The book is also a primer on the history of Prague, the Czechs, and their achievements. To this end we are shown the martyrdom of Jan Hus (though in an apparent aside which is also a neat piece of foreshadowing Kalfař considers the possibility that Hus might have been replaced by a relative lookalike and lived out his days in seclusion,) the tragedy of Vaclav Havel – a man wanting only to write poetry but who instead became public property – who “lost his typewriter,” the plot of the opera Rusalka and the line from it, “All sacrifices are futile” that seems to apply to Jakub’s imminent demise at the hands (tendrils?) of the Chopra cloud, the impossible dilemma faced by Emile Hácha in Hitler’s office as he was offered ignominy or the slaughter of his country.

As the JanHus1 disintegrates in the purple cloud Hanuš disappears and Jakub is rescued by a “phantom” (deniable, incognito) Russian spaceship. He thwarts their authorities’ intention to detain him forever by interfering with the ship’s controls on its landing descent, making it crash, and so limps on into an afterlife in which everyone but the Shoe Man, whom he confronts in a park and whose complicity in his choice for the mission he uncovers, thinks he is dead.

The strangeness of the part of the narrative taking place in space, the distancing Jakub feels even when back on Earth, is echoed by the question he asks himself, “What if our existence is a field of study in probability conducted by the universe?”

My main thought during reading this is that in the flashback sections it bears far more similarity to a mainstream novel from Central/Eastern Europe than to Science Fiction. Kalfař writes in USian but odd word choices, phrases and emphases sometimes make the text seem like a translation – yet all of these add to the overall effect.

To see an examination of the history – and present – of a small country in the guise of a Science Fiction novel is an unusual but welcome phenomenon. But is this a trick Kalfař can pull off again?

One of my books of the year though, without a doubt.
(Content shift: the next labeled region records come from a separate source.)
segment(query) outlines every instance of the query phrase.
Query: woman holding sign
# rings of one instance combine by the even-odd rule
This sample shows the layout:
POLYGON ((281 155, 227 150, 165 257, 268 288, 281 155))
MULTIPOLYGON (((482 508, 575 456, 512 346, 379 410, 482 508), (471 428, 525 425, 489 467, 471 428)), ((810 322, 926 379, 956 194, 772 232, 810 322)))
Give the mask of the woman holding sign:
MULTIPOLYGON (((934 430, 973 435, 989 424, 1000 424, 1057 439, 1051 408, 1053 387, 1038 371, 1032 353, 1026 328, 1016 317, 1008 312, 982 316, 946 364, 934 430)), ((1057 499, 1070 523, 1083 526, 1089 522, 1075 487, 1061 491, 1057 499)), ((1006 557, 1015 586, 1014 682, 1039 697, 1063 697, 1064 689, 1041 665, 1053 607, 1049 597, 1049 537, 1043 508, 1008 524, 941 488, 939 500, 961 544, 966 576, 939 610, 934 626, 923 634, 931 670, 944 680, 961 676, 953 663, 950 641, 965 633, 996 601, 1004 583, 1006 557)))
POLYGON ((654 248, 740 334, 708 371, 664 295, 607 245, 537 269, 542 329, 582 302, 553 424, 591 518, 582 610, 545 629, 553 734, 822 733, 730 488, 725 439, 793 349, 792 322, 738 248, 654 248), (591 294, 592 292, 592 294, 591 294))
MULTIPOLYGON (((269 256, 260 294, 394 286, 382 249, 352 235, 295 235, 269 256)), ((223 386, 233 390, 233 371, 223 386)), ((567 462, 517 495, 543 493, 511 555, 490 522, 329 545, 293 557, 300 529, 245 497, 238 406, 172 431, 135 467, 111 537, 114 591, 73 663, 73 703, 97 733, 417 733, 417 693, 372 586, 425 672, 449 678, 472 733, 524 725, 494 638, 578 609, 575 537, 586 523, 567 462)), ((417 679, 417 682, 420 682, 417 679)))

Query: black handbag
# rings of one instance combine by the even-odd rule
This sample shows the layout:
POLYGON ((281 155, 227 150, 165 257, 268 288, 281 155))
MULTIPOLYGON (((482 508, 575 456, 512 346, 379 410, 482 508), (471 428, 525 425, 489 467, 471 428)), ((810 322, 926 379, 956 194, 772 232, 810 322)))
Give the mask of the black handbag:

Pedant’s corner:- the Canis Major galaxy (Canis Major is not a galaxy, it’s a constellation,) spit (spat; I know it’s USian usage but it still grates,) “the creature has ahold of me” (a hold,) a missing start quote mark when a chapter began with a piece of dialogue, “over the clothing lines fastened to poles outside their windows” (clothes lines – clothing line is a fashion industry term,) “a deceptively still malt of sand and rock” (malt? Did Kalfař mean meld?) aircrafts (aircraft,) “cut my parents’ retirement” (is this use of retirement in the sense of pension USian? Or is it perhaps a Czech usage?) A missing end quote mark, “to give her a grandchild” (her was Jakub’s grandmother so that would be a great grandchild.) “Millions of eggs circumvent a small planet” (circumscribe,) “I didn’t know what happened to my wife” (what had happened,) by all standards (by any standards is more usual,) scruff (scurf,) a candlewick (it wasn’t a bedspread; so, candle wick.)
Plus points though for the “whom” in “I’m not sure whom to be angry with” and for the use of wee to mean small.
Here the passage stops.